Léim an Bhradáin, 9th century to 1945
The salmon leap that isn't
The Vikings who pushed their longships as far west as the Liffey would allow named this place for the thing they found there: a five-metre waterfall where Atlantic salmon jumped upstream in numbers. 'Lax hlaup' — salmon leap. The Irish already called it 'Léim an Bhradáin,' the same thing in a different language. Both names survived for over a thousand years. Then in 1945 the ESB built a hydroelectric dam and the waterfall went under. The reservoir is there now, the name is still there, and the salmon — if you fish St. Catherine's Park below the dam — are still there. The waterfall is not.
Leixlip Castle, 1958 onwards
Desmond Guinness and the castle
Leixlip Castle was built in 1172 by Adam de Hereford, a Norman soldier who arrived with Strongbow. It is one of Ireland's oldest continuously inhabited fortifications — it predates Dublin Castle by thirty years and has been lived-in without serious interruption ever since. In 1316 it held off a four-day siege by Edward Bruce's army. In 1958 Desmond Guinness bought it. Desmond was an Irish Georgian Society co-founder and a tireless campaigner for the preservation of Ireland's Anglo-Irish architecture. He lived in Leixlip Castle for decades, restored it, opened its grounds on occasion, and used it as a base for the work that saved buildings like Castletown House down the road. The castle remains private. The grounds open occasionally for charity events. The tower and Georgian Gothic additions are visible from the road.
1990 — the year the hill changed
Intel arrives
In 1990 Intel chose Leixlip for its first European manufacturing facility. The site on the Collinstown Industrial Estate, north of the town on the Maynooth Road, grew over the following three decades into one of Intel's two main global chip-manufacturing campuses. By the 2020s it employed over five thousand people and had accumulated more than thirty billion euros in capital investment. What that means on the ground: Leixlip's population nearly tripled between 1990 and 2022. The schools filled up. The roads — particularly the M4 and the approach roads from Maynooth — became the commuting corridors they are now. The town that had been a quiet Dublin satellite became something else: a place with its own gravitational pull, drawing workers from across Leinster to a semiconductor factory that happens to sit beside an 850-year-old castle.

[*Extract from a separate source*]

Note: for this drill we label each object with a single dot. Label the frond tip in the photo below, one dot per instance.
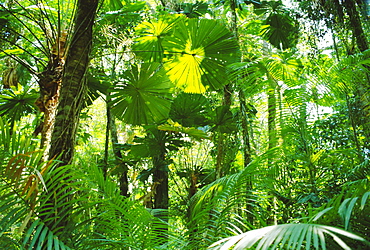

1743 — Katherine Conolly's answer to a famine
The Wonderful Barn
The famine of 1740-41 — 'Bliain an Áir,' the year of the slaughter — killed somewhere between two and four hundred thousand people across Ireland, proportionally more devastating than An Gorta Mór a century later. Katherine Conolly, widow of Speaker William Conolly and administrator of the Castletown estate, responded by commissioning a building. The Wonderful Barn is a conical six-storey tower with an external corkscrew staircase winding around its exterior, built to provide employment and to store grain for distribution. It is 73 feet tall, it looks like nothing else in Ireland, and it still stands in a field off the Celbridge road, beside two smaller circular outbuildings. It is not easily accessible — you can see it from the road. You can also walk the Castletown estate from Celbridge, where a footpath brings you within reasonable viewing distance. It is worth the detour.